Borders Follow-up

As a follow-up to this post, I told my students about my experience at Borders.  I presented them with my experience and just asked for their thoughts.  At first, I think they thought I was crazy, just telling them about wandering up and down the aisles.  However, as soon as I mentioned the “Books for Boys” and “Books for Girls” signs, they were horrified.  Hands immediately flew into the air, waving, while their mouths opened, jaws dropped.  They brought up some great points, and I was so proud of them!  Here are just a few of their thoughts:

– What  happens if someone wants to read a book that the store has labeled for the opposite gender?  Would they decide not to read it then?

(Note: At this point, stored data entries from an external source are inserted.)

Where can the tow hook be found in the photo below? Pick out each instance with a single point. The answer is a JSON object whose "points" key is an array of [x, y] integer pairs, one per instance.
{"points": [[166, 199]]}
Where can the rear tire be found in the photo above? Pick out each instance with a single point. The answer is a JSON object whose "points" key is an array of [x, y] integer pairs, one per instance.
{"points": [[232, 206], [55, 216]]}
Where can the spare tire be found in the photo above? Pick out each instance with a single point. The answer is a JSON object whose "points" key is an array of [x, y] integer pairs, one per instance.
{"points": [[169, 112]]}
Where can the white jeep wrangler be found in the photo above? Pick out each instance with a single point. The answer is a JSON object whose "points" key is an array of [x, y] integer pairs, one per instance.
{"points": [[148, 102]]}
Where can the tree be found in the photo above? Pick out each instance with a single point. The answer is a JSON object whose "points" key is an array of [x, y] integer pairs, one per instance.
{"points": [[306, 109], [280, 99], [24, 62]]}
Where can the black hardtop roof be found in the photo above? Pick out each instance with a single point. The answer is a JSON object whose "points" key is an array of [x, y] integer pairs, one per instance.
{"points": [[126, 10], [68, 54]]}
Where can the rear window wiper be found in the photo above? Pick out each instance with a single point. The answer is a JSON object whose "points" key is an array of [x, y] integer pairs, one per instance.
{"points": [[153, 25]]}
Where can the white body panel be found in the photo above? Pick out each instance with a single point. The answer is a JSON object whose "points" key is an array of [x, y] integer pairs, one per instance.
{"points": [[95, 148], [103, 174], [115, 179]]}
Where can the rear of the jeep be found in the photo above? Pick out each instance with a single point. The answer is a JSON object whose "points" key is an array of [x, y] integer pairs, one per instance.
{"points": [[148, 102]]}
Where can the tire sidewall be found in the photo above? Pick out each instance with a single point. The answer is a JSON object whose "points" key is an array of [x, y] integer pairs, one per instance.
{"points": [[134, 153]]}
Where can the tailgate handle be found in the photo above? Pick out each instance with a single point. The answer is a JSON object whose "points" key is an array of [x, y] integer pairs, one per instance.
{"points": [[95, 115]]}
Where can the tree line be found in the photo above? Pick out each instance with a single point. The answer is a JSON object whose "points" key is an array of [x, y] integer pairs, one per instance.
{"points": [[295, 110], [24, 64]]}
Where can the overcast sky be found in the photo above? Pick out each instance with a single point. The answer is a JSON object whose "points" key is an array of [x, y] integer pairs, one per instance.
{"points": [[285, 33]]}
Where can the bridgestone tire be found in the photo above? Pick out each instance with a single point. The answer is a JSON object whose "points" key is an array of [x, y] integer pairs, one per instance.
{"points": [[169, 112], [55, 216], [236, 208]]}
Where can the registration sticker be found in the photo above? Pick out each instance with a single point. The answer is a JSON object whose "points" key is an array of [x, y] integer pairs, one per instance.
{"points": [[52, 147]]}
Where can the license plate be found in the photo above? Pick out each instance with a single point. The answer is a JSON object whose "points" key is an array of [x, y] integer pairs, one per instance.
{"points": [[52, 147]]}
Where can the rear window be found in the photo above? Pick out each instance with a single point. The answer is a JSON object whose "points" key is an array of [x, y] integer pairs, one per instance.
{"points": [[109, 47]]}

-How come the young adult and adult books aren’t divided by gender?

-That’s sexist!

-Lots of girls love science-fiction and fantasy!

-Books aren’t girl books or boy books.  They are just books.  Anyone can love any book.  Just like they can dislike any book.

-Why do they use genres for the rest of the categories?  Boy and girl are not genres.

-Let’s write them a persuasive letter and tell them to change their categories!

You know what?  I think we just may use that last suggestion.  Next week is our last full week of school and we will write a letter from our class to our local Borders, asking that they stop using gender as category for their books!

Borders Book Categories

I took a few minutes this afternoon to stroll through my local Borders Bookstore. I wanted to make sure…..oh heck-I needed a few books!

As I headed toward the Children’s and Young Adult sections, I suddenly became lost. You see, the children’s section has moved. And so has the Young Adult Section. They are now located in the same section, just categorized differently. I began to stroll up and down the aisles, trying to get my bearings. The categorization of books at Borders has always overwhelmed me. They are sometimes separated by genre, sometimes by age, sometimes by publication date, sometimes by series. It always takes me forever to find what I am looking for. Case in point, today I found Susan Beth Pfeffer’s Life As We Knew It in one aisle. The new companion, the dead and the gone, was nowhere to be found. I eventually found it- 3 aisles away, in a completely different category.

And that leads me to my issue with Borders’. While wandering the aisles (sometimes lost, sometimes just aimlessly), I was shocked to see that the Children’s books are divided by gender. Gender! There are entire shelves of books labeled “Books for Girls (Independent Readers 8-12)”. At first, this was ok with me. The books mostly seemed to be those like How To Be A Girly Girl In Just Ten Days (Candy Apple). Yeah, probably not a lot of 10 year old boys dying to read that! However, it did irritate me that Borders assumes all girls do want to read books like that.

The worst part of all? Guess what genre is almost exclusively shelved under “Books for Boys”? Science-fiction and fantasy! Think of any huge fantasy series right now, and it was filed under books for boys. Excuuuuse me? When I was younger, I was a huge fantasy fan. While I probably wouldn’t have been fazed by the boy connotation, I knew plenty of kids who would be.

Looking around my classroom, I see all types of books in the hands of my boys and girls. They have no qualms about reading various genres and don’t seem to have any preconceived notions about boy and girl books. I would hate to see that ruined for them by a chain bookstore looking for a neat and tidy way to organize their books. Even worse, I fear that parents will see these categorizations and make assumptions that girls should only read these types of books, and boys should only read those types of books. There has to be a better way!